In contrast, during the 2010s, the CPI averaged an annual growth rate of just 1.8%. The Federal Reserve, having retired the call that these inflationary pressures would be “transitory,&rdquo is now clearly signaling tighter monetary policy ahead.

The NAHB forecast sees the Fed raising the federal funds rate three times in 2022 and accelerating the pace of the taper of asset-backed security purchases. These moves will continue to cause interest rates to rise over the course of 2022.

The 10-year Treasury rate already rose from 1.4% at the start of December to higher than 1.7% during the second week of January, and the average 30-year fixed-rate mortgage is expected to increase to 4% near the end of the year. Combined with ongoing home price appreciation, higher rates will place additional pressure on housing affordability.

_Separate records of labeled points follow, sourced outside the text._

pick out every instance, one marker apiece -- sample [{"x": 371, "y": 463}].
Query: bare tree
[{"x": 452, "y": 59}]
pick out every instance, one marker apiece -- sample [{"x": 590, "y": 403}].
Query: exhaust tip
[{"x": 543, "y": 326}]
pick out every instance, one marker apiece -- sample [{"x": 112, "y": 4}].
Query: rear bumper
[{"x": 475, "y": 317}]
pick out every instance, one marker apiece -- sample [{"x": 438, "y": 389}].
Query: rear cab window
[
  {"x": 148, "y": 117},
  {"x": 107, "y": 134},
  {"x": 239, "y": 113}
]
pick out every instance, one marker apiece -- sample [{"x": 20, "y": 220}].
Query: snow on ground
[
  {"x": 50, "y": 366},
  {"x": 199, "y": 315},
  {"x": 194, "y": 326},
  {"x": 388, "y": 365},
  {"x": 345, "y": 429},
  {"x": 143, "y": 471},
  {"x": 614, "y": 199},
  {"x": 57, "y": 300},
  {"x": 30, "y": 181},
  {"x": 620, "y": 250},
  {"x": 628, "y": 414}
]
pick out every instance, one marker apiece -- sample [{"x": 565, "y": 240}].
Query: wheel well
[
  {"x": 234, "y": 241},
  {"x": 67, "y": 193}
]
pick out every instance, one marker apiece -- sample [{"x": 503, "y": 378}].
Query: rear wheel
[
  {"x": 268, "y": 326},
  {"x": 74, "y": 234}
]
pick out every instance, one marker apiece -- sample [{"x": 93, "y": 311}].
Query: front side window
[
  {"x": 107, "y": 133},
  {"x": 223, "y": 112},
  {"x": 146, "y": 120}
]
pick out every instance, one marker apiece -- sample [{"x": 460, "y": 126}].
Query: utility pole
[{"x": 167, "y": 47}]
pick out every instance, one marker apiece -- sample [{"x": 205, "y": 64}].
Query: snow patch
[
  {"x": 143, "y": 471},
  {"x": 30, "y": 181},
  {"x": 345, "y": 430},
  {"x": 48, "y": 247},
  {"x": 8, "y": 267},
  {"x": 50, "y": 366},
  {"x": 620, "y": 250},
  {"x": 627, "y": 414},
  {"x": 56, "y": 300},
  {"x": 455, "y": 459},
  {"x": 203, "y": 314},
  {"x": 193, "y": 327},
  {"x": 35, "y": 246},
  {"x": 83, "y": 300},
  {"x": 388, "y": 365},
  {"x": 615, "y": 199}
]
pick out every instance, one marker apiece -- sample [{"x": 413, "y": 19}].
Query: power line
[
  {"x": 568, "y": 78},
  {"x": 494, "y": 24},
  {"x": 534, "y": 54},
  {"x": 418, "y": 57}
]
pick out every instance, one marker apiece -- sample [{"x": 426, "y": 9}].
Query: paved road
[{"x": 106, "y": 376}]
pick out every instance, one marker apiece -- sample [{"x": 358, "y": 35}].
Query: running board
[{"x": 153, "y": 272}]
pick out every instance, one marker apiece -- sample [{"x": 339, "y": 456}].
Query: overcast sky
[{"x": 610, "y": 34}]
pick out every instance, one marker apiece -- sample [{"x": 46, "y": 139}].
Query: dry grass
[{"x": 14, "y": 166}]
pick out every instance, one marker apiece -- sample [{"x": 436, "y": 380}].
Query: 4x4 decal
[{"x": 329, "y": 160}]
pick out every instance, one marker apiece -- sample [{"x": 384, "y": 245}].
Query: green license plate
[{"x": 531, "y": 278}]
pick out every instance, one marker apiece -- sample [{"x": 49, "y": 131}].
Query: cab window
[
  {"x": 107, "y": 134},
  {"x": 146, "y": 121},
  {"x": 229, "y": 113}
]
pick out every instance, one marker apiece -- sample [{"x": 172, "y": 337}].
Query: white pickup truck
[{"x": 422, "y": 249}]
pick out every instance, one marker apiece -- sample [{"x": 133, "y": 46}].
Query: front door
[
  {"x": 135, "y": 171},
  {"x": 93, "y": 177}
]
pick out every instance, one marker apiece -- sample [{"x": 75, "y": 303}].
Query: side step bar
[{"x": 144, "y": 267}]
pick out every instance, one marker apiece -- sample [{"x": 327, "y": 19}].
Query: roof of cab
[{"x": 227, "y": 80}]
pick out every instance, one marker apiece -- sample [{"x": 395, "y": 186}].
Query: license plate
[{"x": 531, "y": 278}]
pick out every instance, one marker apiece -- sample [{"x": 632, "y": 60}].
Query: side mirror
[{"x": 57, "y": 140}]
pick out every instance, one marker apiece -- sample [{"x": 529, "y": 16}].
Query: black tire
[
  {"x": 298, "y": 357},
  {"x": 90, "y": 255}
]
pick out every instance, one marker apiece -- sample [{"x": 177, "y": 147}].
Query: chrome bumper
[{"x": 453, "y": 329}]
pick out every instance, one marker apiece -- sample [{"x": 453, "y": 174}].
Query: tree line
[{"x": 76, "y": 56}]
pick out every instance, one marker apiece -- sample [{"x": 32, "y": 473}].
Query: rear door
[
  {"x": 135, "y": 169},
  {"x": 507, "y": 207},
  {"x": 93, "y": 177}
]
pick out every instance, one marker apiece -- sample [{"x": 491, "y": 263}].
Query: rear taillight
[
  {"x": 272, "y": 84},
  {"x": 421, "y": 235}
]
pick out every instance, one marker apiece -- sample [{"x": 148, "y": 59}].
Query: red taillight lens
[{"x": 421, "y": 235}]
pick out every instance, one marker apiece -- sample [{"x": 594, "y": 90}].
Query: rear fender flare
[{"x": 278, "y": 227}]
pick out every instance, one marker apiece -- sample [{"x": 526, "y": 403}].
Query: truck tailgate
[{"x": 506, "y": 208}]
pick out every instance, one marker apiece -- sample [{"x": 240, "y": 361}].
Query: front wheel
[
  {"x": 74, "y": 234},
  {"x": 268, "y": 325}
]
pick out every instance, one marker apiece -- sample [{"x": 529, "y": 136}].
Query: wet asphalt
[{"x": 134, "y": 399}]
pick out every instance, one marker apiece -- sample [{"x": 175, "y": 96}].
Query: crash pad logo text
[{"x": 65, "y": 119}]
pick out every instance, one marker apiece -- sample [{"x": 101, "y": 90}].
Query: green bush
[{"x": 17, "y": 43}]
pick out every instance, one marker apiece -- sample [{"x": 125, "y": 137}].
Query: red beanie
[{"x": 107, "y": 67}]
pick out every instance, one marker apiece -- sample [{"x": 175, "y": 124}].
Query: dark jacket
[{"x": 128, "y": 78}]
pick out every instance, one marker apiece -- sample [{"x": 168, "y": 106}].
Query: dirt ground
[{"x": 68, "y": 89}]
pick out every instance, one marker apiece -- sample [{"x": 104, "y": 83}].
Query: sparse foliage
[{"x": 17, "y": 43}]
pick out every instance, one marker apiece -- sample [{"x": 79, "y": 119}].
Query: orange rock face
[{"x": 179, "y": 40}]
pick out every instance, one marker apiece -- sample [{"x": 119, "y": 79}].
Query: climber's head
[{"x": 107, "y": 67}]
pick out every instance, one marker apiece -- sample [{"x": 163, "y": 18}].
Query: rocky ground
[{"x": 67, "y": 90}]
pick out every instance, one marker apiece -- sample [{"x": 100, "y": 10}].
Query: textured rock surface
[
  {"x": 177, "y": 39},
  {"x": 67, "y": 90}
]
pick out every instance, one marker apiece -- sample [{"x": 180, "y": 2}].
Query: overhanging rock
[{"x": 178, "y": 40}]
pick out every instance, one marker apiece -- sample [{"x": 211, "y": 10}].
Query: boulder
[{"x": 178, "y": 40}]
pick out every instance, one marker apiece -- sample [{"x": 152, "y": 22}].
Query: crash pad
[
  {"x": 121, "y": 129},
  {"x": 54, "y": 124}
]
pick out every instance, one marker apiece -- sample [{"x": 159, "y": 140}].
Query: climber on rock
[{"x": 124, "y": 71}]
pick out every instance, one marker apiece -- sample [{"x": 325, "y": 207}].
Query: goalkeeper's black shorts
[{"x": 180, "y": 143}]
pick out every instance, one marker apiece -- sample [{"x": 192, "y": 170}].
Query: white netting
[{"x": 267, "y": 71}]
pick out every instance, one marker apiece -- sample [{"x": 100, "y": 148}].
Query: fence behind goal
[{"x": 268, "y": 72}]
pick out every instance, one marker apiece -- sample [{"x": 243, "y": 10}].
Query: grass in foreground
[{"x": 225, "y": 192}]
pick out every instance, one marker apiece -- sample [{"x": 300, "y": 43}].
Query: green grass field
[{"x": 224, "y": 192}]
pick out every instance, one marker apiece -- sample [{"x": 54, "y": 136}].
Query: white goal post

Clearly, these increases highlight the importance of taming building material costs, including lumber prices that are rising yet again and have expanded beyond $1,100 per thousand board feet. New NAHB analysis finds that a key cause behind this price growth is insufficient production. For example, during the third quarter of 2021, domestic sawmill output was 1.3% lower than the third quarter of 2020.

Additional signs of inflation include a tighter labor market and growing wages. According to BLS estimates, job growth in December disappointed: The economy added only 199,000 jobs. Although the unemployment rate fell back to 3.9%, there is some evidence that labor market data are not fully accounting for the growing gig economy.

Nonetheless, reports of ongoing labor shortages throughout the economy present challenges for businesses. For the construction sector, there are 345,000 open positions needing to be filled, compared to 261,000 a year ago. Wages in the residential construction sector are up 8% year over year, and without productivity gains, this level of wage growth represents an additional inflation risk in the housing sector.